A few months have passed since I posted about our intention to step back from the world of wedding photography, and wind down that side of our business. Those few months have been a time of transition. I’ve produced and delivered the last of our clients’ albums. I’ve spent time overseas. I’ve continued to separate out and wrap up that side of the business. I’ve returned to the career I held for the 10 years before my foray into the world of wedding photography. But most importantly, I’ve been able to step back and reflect on the last few years and consider where I want to go from here.
The last few years have been amazing. Not amazing in an “everything is perfect and comes complete with rainbows and unicorns” kind of way. But amazing in the crazy mix of ups, downs, and completely unexpected opportunities they involved. I learnt that my expectations of what was involved in running a business were way off. Way, way off. It was so much more intense than I had expected. It was hard and enormously stressful in ways I could never have grasped without doing it. But at the same time it was inspiring, rewarding, and fulfilling in a way that I don’t think working for someone else can ever be.
I also learnt that being a really happy, stable couple that has successfully made interstate and international moves, bought homes, and made massive life decisions together doesn’t mean the two of you are compatible as business partners or even as workmates.
And I learnt that surprising things can happen if you ask the right questions.

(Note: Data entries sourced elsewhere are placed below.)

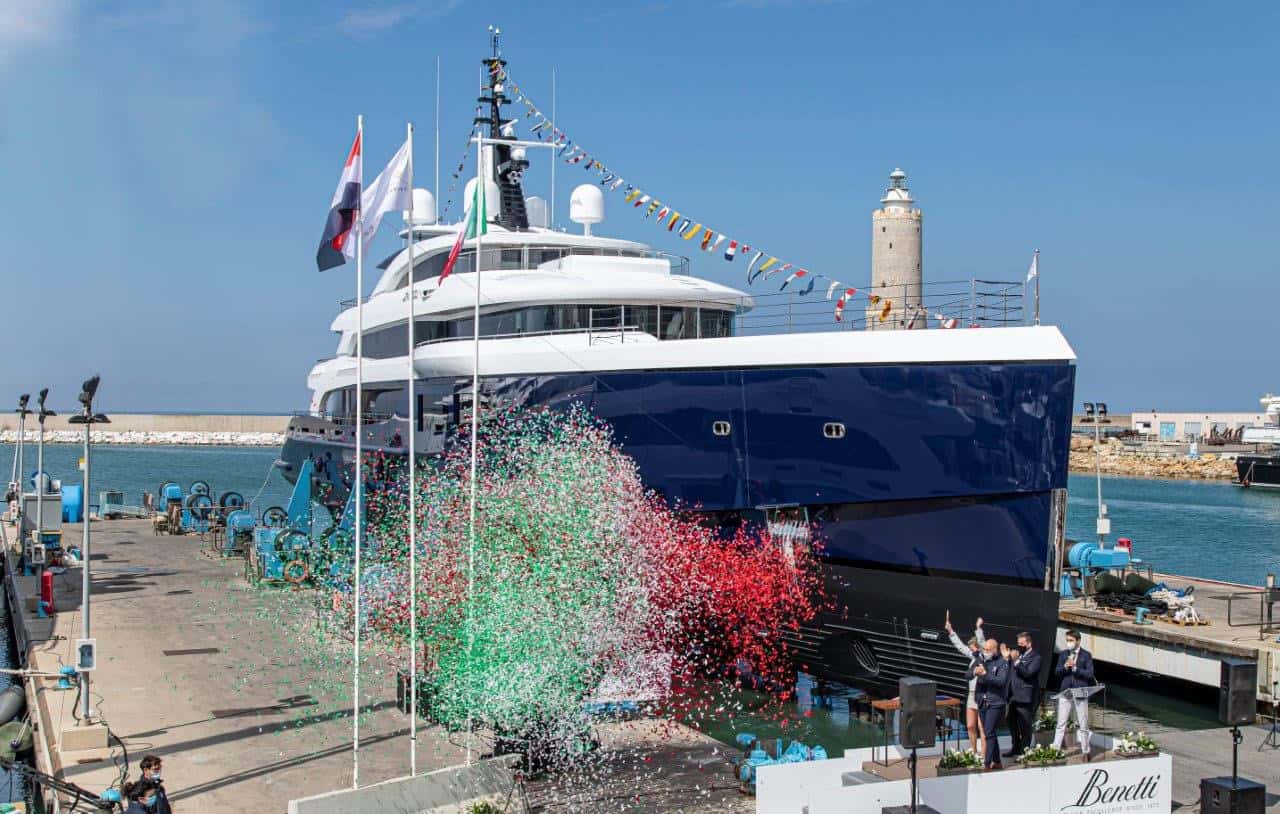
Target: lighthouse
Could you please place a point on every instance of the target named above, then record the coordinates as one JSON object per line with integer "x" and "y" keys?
{"x": 896, "y": 268}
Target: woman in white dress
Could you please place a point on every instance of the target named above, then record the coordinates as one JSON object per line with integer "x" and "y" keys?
{"x": 972, "y": 650}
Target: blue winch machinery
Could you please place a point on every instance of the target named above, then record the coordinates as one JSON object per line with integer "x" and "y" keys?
{"x": 193, "y": 511}
{"x": 757, "y": 751}
{"x": 291, "y": 547}
{"x": 1087, "y": 559}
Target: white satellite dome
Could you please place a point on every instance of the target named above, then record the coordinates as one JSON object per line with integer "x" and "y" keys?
{"x": 586, "y": 206}
{"x": 539, "y": 214}
{"x": 492, "y": 197}
{"x": 424, "y": 209}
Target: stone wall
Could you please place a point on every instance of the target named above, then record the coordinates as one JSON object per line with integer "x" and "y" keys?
{"x": 1120, "y": 460}
{"x": 147, "y": 422}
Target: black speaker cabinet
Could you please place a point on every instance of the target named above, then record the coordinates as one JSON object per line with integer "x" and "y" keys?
{"x": 1219, "y": 796}
{"x": 917, "y": 722}
{"x": 1238, "y": 693}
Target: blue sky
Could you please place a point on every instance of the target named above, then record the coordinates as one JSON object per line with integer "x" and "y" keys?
{"x": 169, "y": 165}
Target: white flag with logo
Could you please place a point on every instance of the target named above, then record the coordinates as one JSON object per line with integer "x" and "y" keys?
{"x": 387, "y": 193}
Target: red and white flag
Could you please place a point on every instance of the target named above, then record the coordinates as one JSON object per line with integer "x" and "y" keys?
{"x": 338, "y": 243}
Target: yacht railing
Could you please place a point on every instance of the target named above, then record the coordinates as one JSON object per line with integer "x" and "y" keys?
{"x": 972, "y": 303}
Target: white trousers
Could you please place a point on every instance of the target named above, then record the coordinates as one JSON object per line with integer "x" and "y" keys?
{"x": 1065, "y": 707}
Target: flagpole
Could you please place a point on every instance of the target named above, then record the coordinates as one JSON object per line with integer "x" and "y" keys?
{"x": 437, "y": 132}
{"x": 360, "y": 460}
{"x": 1037, "y": 287}
{"x": 479, "y": 211}
{"x": 412, "y": 484}
{"x": 552, "y": 219}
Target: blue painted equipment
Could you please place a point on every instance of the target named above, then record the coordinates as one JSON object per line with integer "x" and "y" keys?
{"x": 73, "y": 503}
{"x": 65, "y": 676}
{"x": 1091, "y": 556}
{"x": 240, "y": 533}
{"x": 767, "y": 751}
{"x": 197, "y": 513}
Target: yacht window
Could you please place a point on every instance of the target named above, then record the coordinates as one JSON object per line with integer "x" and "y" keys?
{"x": 659, "y": 321}
{"x": 383, "y": 403}
{"x": 714, "y": 323}
{"x": 645, "y": 318}
{"x": 538, "y": 256}
{"x": 677, "y": 323}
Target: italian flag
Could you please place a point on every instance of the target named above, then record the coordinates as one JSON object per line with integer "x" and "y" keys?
{"x": 475, "y": 224}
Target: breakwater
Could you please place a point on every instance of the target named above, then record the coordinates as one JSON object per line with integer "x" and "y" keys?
{"x": 1119, "y": 458}
{"x": 170, "y": 438}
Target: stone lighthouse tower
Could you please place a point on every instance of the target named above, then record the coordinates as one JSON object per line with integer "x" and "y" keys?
{"x": 896, "y": 269}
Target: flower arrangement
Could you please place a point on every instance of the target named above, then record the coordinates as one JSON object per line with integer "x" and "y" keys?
{"x": 1137, "y": 744}
{"x": 1043, "y": 755}
{"x": 960, "y": 759}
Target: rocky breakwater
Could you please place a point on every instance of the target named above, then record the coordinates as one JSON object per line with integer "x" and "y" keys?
{"x": 187, "y": 438}
{"x": 1134, "y": 462}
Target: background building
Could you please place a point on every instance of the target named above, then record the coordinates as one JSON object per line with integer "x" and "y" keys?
{"x": 896, "y": 257}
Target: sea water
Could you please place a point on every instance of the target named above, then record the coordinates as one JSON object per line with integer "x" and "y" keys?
{"x": 137, "y": 469}
{"x": 1206, "y": 529}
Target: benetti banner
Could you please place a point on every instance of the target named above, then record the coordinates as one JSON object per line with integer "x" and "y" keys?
{"x": 1114, "y": 787}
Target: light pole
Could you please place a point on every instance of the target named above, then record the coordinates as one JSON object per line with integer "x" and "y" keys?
{"x": 23, "y": 411}
{"x": 88, "y": 419}
{"x": 40, "y": 465}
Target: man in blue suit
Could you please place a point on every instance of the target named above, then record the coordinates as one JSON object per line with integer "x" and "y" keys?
{"x": 1023, "y": 693}
{"x": 1075, "y": 673}
{"x": 992, "y": 694}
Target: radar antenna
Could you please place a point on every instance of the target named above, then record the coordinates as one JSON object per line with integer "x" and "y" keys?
{"x": 508, "y": 164}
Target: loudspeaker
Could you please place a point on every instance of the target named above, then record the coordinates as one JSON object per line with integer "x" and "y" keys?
{"x": 1220, "y": 796}
{"x": 1238, "y": 693}
{"x": 917, "y": 722}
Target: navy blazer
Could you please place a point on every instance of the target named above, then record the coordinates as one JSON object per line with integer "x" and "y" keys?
{"x": 1080, "y": 676}
{"x": 1024, "y": 681}
{"x": 993, "y": 687}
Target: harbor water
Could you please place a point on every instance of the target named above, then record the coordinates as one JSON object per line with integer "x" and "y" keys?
{"x": 1173, "y": 524}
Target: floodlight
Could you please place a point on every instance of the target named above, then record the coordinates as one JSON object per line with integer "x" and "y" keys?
{"x": 87, "y": 391}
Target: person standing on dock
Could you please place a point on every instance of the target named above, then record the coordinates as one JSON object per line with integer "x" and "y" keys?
{"x": 1023, "y": 693}
{"x": 150, "y": 767}
{"x": 972, "y": 650}
{"x": 1075, "y": 673}
{"x": 992, "y": 699}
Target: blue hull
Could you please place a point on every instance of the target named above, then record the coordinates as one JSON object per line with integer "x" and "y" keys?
{"x": 938, "y": 478}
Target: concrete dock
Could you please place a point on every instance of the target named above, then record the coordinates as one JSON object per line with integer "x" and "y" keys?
{"x": 1188, "y": 653}
{"x": 197, "y": 667}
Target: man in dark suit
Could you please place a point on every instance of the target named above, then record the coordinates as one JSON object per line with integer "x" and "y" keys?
{"x": 1075, "y": 673}
{"x": 992, "y": 693}
{"x": 1023, "y": 693}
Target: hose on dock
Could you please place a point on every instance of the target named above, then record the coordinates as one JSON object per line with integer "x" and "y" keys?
{"x": 80, "y": 795}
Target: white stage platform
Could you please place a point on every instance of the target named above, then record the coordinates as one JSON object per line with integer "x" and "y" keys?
{"x": 1111, "y": 786}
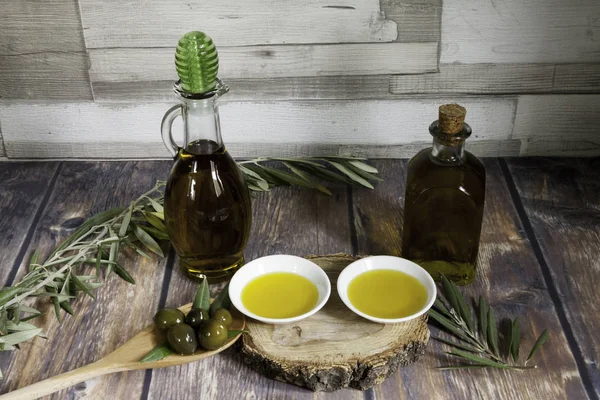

A beautiful girl might overcome her terror of frogs and wade waist-deep into a dam.
You might get to stand on a beach in Thailand as a groom arrives at his wedding ceremony on an elephant.
A friend might wrangle a giant red balloon on a very windy, and very busy beach.
All for the sake of a photograph or two.
I’m so happy that we took the risks involved in trying it out, seeing if it was something that would become the job that we both stuck with into the future. I’m also happy that we both have the self-awareness to have realised that it wasn’t, and the sense to step away from it, putting the reality of “us” above the dream of working for ourselves.
But the big question is where to from here. And the answer is, that honestly, at this point, I’m not entirely sure. And that’s ok.
What I do know is that the last two years have cemented photography as a part of my life. So Shy Fox Photography will continue to be my creative outlet. It will sit alongside the life that happens between 9 and 5, Monday to Friday, occasionally intersecting as I walk past something that just calls out to be photographed, or as I take time out in a coffee shop to write a blog post or plot out a project idea. Co-existing, as I use my evenings, weekends and days off to plan and do shoots, and to share my work. I’m not quite sure yet how that will play out, but I’m looking forward to finding out. And I’d love you to stick around and enjoy the adventure with me.